Politiques publiques et transition écologique
Les gouvernements ont un rôle essentiel pour favoriser l’innovation et soutenir la transition écologique. Les initiatives comme le Green Deal européen et le CHIPS Act américain montrent l’importance de combiner incitations fiscales, subventions et investissements publics massifs en R&D pour stimuler l’innovation.
Compétition mondiale et innovation
La compétition internationale, notamment avec la Chine, est un enjeu stratégique. La Chine investit massivement dans l’IA et les technologies vertes, comptant plus de 500 000 chercheurs en intelligence artificielle en 2023, contre environ 300 000 aux États-Unis. Les dépenses en recherche et développement (R&D) représentent environ 2 % du PIB en Europe, contre 3 % aux États-Unis, et atteignent encore davantage en Chine dans certains secteurs stratégiques. Ce déséquilibre met en évidence le retard structurel des entreprises européennes face à la Chine et aux États-Unis.
Selon Philippe Aghion, préserver leur compétitivité exige des politiques publiques ambitieuses, combinant investissements ciblés en R&D, subventions à l’innovation et renforcement de la formation et des compétences technologiques du capital humain.
Conclusion
Philippe Aghion propose une vision où innovation technologique, innovation verte et politiques publiques se combinent pour générer une croissance économique durable.

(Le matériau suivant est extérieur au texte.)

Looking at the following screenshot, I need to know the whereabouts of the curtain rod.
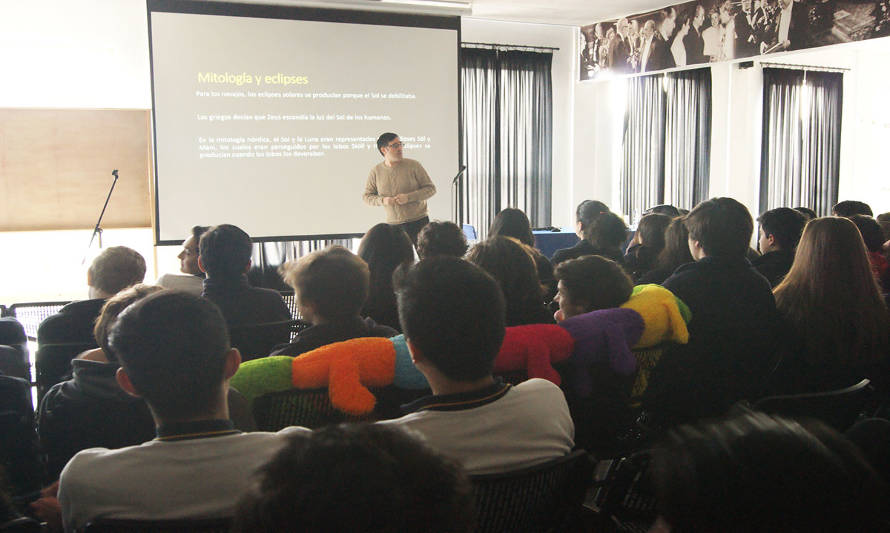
[760,61,851,72]
[460,42,559,51]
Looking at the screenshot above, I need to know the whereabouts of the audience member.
[637,217,695,285]
[768,217,890,393]
[849,215,890,292]
[358,224,414,331]
[37,284,163,480]
[550,200,609,266]
[382,256,574,474]
[198,224,291,359]
[751,207,807,287]
[488,207,556,302]
[417,220,469,259]
[467,237,553,326]
[624,213,671,280]
[643,198,778,424]
[59,290,306,531]
[37,246,145,357]
[653,413,888,533]
[831,200,874,217]
[274,246,399,356]
[158,222,210,295]
[233,424,475,533]
[555,255,633,320]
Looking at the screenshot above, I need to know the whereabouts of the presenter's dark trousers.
[396,217,430,246]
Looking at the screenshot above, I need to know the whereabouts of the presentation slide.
[149,2,460,244]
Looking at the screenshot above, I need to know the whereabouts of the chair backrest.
[83,518,232,533]
[753,379,872,433]
[7,302,71,341]
[471,450,593,532]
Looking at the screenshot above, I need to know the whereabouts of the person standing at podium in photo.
[363,133,436,244]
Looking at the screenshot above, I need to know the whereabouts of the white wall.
[573,38,890,218]
[461,18,577,226]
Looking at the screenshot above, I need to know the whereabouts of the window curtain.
[760,68,844,216]
[620,68,711,222]
[458,48,553,238]
[664,68,711,209]
[620,75,667,221]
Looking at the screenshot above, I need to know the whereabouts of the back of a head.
[232,424,474,533]
[198,224,253,278]
[584,212,627,250]
[93,283,164,361]
[281,246,370,321]
[831,200,874,217]
[488,207,535,246]
[653,413,887,533]
[637,213,671,252]
[849,215,884,253]
[757,207,807,252]
[685,198,754,259]
[655,217,695,271]
[554,255,633,312]
[417,220,468,259]
[109,290,229,419]
[467,237,544,316]
[575,200,609,231]
[89,246,145,294]
[774,217,888,360]
[396,256,506,382]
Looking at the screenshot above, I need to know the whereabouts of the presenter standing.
[363,133,436,244]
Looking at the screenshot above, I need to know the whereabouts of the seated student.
[467,237,553,326]
[751,207,807,287]
[158,222,210,295]
[417,220,469,259]
[831,200,874,218]
[37,246,145,356]
[624,213,671,280]
[550,200,609,266]
[59,291,308,531]
[649,413,890,533]
[232,424,475,533]
[637,217,695,285]
[768,217,890,394]
[37,284,163,480]
[274,246,399,356]
[358,223,414,331]
[198,224,291,359]
[380,258,574,474]
[643,198,778,424]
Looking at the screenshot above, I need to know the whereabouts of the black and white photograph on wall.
[580,0,890,81]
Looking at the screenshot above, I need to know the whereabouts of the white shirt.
[378,379,575,474]
[59,427,309,531]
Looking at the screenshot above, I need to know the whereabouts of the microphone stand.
[80,169,118,265]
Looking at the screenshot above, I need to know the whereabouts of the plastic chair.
[471,450,593,533]
[83,518,232,533]
[753,379,872,433]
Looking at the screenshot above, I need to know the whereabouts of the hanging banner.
[580,0,890,81]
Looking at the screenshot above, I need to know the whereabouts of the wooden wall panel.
[0,109,152,231]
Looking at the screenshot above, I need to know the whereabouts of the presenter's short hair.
[281,246,370,320]
[394,256,505,381]
[377,132,399,155]
[109,290,229,418]
[198,224,253,277]
[89,246,145,294]
[684,198,754,258]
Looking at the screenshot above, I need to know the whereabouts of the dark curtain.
[620,75,666,220]
[459,48,553,238]
[760,68,844,216]
[664,68,711,209]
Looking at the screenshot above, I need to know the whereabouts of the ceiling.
[471,0,678,26]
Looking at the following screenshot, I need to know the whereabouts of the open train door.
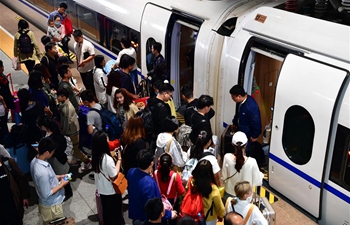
[141,3,172,74]
[269,54,347,218]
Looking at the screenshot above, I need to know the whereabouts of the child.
[47,19,62,42]
[225,181,267,225]
[113,88,139,129]
[57,88,90,172]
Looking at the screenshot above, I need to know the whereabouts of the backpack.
[181,152,214,185]
[180,178,214,222]
[18,30,34,54]
[90,106,123,141]
[154,170,177,211]
[177,124,193,151]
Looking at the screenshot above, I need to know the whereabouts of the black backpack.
[18,30,34,54]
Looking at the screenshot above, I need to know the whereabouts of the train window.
[329,124,350,191]
[282,105,315,165]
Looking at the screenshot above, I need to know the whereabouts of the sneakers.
[78,159,92,173]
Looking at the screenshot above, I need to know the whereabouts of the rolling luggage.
[259,197,276,225]
[221,125,235,159]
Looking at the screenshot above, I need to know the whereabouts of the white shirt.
[74,40,95,73]
[94,154,117,195]
[93,67,107,104]
[227,200,268,225]
[115,47,137,70]
[106,87,118,113]
[222,153,264,196]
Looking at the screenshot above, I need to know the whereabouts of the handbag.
[154,170,177,211]
[100,166,128,195]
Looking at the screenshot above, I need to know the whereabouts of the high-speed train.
[1,0,350,225]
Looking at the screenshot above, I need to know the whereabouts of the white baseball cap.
[232,131,248,146]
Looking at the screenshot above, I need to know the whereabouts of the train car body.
[2,0,350,224]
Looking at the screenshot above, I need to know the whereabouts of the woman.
[93,55,107,106]
[17,88,44,161]
[222,131,264,199]
[154,116,187,171]
[187,130,220,186]
[121,116,146,175]
[113,88,139,129]
[92,131,125,225]
[36,115,73,200]
[106,70,120,113]
[13,19,41,73]
[187,160,225,225]
[153,153,185,225]
[225,181,268,225]
[28,70,53,117]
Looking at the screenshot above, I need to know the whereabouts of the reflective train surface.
[1,0,350,225]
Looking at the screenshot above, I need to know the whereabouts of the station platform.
[0,3,316,225]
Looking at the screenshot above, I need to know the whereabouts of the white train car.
[2,0,350,225]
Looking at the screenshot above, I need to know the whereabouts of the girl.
[92,131,125,225]
[121,116,146,175]
[13,19,41,73]
[113,88,139,129]
[225,181,267,225]
[187,130,220,186]
[222,131,264,199]
[153,153,185,225]
[93,55,107,106]
[187,160,225,225]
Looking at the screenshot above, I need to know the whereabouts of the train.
[1,0,350,225]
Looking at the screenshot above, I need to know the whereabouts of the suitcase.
[46,217,77,225]
[95,190,103,225]
[6,143,30,174]
[221,125,235,159]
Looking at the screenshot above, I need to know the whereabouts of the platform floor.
[0,3,316,225]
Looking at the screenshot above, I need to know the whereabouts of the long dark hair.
[192,159,216,198]
[91,131,111,173]
[113,88,132,111]
[234,142,245,173]
[190,130,212,159]
[159,153,173,183]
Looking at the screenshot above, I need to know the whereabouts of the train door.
[269,54,347,218]
[141,3,171,74]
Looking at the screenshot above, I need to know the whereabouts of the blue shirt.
[30,157,64,206]
[127,168,171,220]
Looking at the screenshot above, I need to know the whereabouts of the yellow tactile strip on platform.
[0,26,28,74]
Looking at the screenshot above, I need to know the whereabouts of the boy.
[57,88,91,173]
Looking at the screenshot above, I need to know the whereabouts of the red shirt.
[153,170,185,199]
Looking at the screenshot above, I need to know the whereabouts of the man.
[47,2,68,21]
[0,60,15,144]
[224,212,243,225]
[147,83,174,137]
[127,149,177,225]
[180,84,215,126]
[58,65,79,115]
[190,95,214,144]
[57,88,90,171]
[230,85,261,153]
[112,36,138,94]
[144,197,165,225]
[73,29,95,93]
[30,137,68,224]
[40,42,58,90]
[147,42,165,79]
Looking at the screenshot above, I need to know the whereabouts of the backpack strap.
[243,204,254,225]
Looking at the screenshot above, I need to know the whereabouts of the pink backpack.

L’IA et les technologies propres offrent d’énormes opportunités, mais leur adoption doit être encadrée pour éviter les inégalités et maximiser les bénéfices économiques et sociaux. La réussite de cette stratégie repose sur la coordination entre entreprises, gouvernements et société civile, la formation des travailleurs et des investissements ciblés en R&D. L’objectif est une économie plus productive, durable et résiliente face aux défis climatiques et technologiques du XXIᵉ siècle.